The deep ponds and lakes are almost in the same natural state as after the Ice Age. Their water is clear and oxygen rich, containing a large amount of groundwater filtered by the eskers. There are plenty of amphipods and larvae for the fish to eat. Whitefish and pike have been a desired catch in Hossa for thousands of years.
There are also ponds lined by mires in Hossa. The stripes of the perches swimming in them are dark, and so is the spotted skin of the pikes.
Some of the larger flowing waters have been cleared for log floating. Still today, they provide living opportunities for species that thrive in flowing waters. The gravel and rocky bottoms of the flowing waters are particularly important for fish that spawn in flowing waters, such as the grayling and the brown trout.
The small water bodies are the least studied natural features in Hossa. There may still be surprises in the plant and animal species living in small streams, such as rare mosses, or small animals on the bottom of streams.

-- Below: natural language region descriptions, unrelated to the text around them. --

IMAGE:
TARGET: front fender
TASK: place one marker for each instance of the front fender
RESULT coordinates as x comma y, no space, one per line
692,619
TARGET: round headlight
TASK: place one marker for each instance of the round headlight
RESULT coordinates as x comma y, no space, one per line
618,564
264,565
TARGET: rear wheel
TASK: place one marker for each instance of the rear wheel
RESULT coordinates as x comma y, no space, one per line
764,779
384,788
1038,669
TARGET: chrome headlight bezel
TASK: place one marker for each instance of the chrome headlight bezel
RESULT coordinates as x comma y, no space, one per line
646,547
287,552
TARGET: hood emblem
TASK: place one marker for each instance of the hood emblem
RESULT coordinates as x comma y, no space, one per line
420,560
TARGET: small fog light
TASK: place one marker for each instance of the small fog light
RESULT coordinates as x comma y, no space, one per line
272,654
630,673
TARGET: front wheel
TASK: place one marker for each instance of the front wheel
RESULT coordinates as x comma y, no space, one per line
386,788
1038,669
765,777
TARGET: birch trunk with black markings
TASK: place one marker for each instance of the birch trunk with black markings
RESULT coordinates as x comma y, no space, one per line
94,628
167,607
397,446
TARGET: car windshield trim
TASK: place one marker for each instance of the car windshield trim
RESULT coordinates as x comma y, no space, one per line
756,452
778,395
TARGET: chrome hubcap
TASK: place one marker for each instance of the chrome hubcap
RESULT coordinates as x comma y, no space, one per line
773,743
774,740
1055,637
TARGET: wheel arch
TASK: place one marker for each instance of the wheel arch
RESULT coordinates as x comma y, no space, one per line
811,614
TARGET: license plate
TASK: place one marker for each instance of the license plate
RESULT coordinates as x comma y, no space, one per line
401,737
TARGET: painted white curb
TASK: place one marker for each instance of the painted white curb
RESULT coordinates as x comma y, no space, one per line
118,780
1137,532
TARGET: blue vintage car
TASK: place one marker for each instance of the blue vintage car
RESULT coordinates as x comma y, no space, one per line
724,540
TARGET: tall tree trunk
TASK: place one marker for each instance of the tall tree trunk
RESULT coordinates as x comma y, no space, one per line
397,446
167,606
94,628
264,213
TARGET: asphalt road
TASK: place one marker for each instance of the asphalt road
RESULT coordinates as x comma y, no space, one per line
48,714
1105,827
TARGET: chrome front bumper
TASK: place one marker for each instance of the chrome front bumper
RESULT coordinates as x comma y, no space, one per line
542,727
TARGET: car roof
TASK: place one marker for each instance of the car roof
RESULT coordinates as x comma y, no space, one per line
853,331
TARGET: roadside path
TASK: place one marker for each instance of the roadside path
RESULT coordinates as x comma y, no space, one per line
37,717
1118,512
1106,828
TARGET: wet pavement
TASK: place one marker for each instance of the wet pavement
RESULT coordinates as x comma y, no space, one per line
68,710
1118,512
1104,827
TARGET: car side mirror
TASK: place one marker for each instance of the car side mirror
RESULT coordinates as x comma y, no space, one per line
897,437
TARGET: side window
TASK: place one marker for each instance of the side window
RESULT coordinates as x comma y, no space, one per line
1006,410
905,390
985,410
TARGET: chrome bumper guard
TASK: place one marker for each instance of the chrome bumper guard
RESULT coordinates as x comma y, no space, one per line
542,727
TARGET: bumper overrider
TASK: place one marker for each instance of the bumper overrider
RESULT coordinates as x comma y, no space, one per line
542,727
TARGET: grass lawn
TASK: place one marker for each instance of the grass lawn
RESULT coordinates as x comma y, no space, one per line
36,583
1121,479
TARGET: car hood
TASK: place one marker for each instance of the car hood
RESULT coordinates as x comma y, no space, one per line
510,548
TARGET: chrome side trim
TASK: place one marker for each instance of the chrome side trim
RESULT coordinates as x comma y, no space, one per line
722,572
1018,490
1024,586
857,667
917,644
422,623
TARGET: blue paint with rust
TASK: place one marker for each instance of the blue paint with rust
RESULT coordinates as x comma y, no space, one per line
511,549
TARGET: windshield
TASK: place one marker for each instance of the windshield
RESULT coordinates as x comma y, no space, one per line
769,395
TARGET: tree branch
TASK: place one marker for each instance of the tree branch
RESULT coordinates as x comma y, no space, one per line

There are a large number of springs and spring-fed mires, which are treeless areas with a thin layer of peat, where the groundwater reaches the ground surface, but which do not have a clear eye of the spring. The spring-fed mires are located on lower slopes of wooded hills and eskers. They often remain unfrozen in winter. The oxygen-rich groundwater contributes to the diversity of the springs, spring-fed mires and small streams.